Suggestions May 10, 2006

Jesús Marín Mateos wrote:

The end client after being asked by the agency said that they used only one Spanish interpreter in another conference in Lisbon and he didn't complain and more or less that a professional interpreter should be able to do it on his/her own.
I don't care what the end client thinks. The agency, who is refusing to pay the extra, is who confirmed there would be another interpreter and the agency is responsible towards me because they confirmed this beforehand.
But again how do you get them to pay you?
Thanks for all your comments.


We can assume that the client is an ignorant fool who's never hired an interpreter before and doesn't know what the work entails. Either that, or they are plain cheap, and they told the agency that they did not want to pay for two interpreters, and the agency hid that fact from you to get you to accept the job. At any rate, the client didn't hire you, the agency did. They have an obligation to fulfill their end of the deal, which was to provide another interpreter. And, the agency knows better. Without a doubt, the agency knows that interpreters work in tandem for long assignments, such as this one, and that's why they confirmed it to you on their emails.

Unfortunately, I don't think that I can be of much help to you because I don't know how things work in England. In the US, I would try first sending the agency a certified letter outlining your position for billing more than originally planned, and requesting immediate payment. Sometimes putting things in writing makes them take notice. You may even want to send them printed copies of their emails, where they clearly said that another interpreter would be present, to document your case. You can tell them that your offer to bill them double is fair considering the circumstances (you had to do twice the work), and that you hope that you can resolve this matter promptly. If they are smart, they'll read between the lines, they'll know that what you really mean is "don't make me have to sue you". If that doesn't work, then you could either hire a lawyer, or you could bluff, and write them a second letter telling them that you've hired one, to see if that works (do you have any lawyer friends who could help you with this?) As far as I'm concerned, this is breach of contract. They did not meet the terms of the agreement. I don't know how far you want to take this. You certainly don't want to spend more in lawyers than what's owed to you.

If I didn't get a lot of work from this agency, and I didn't care if they never called me back, I'd definitely try to scare them with a stern letter or two. Like I said, I don't know if there's a better way to do this where you live, maybe another colleague can give you better ideas.
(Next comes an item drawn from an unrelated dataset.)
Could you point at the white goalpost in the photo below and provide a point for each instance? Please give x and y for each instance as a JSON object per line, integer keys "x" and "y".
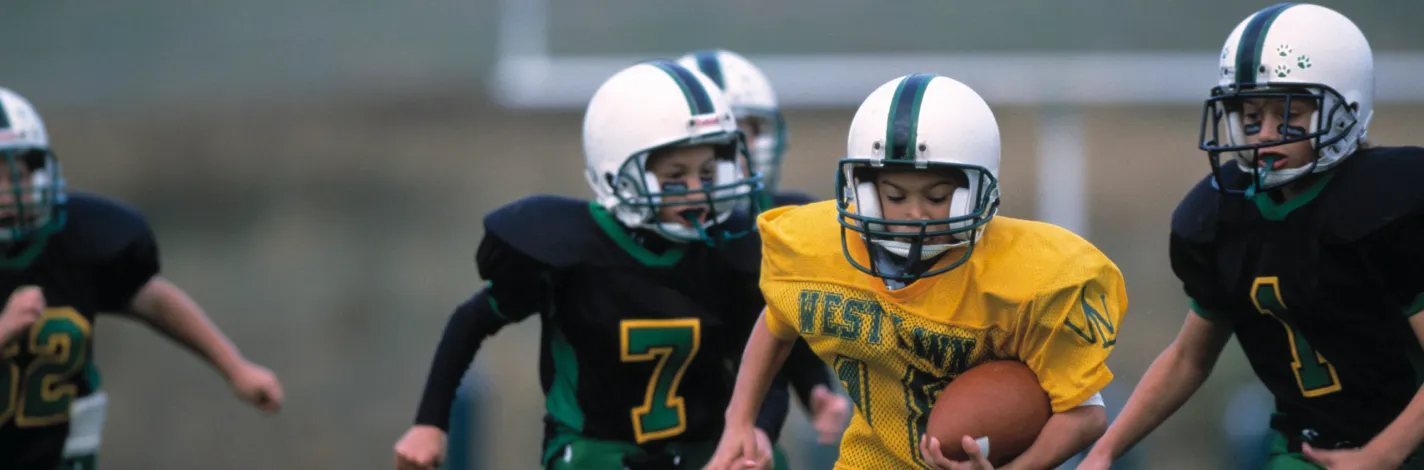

Fortunately, I've only had one rotten client who didn't want to pay me for an interpreting assignment at a deposition that got cancelled once I was already there (my agreement clearly says that I'll charge them a minimum of two hours if they cancel without 24 hour notice). Since my client was the attorney, all I had to do was write him a letter demanding payment, or I would report his unethical practices to the bar association. That took care of the problem, he sent a check really fast. But with agencies, it's a whole different ball game.

For everyone who's reading this, please, make sure your agreements with your clients specify everything! We are protected better if it's right there in writing with their signature below. Sometimes, even with a good agreement, clients still don't want to pay.

Best of luck to you my friend! And please, write again, we want to know how things turn out.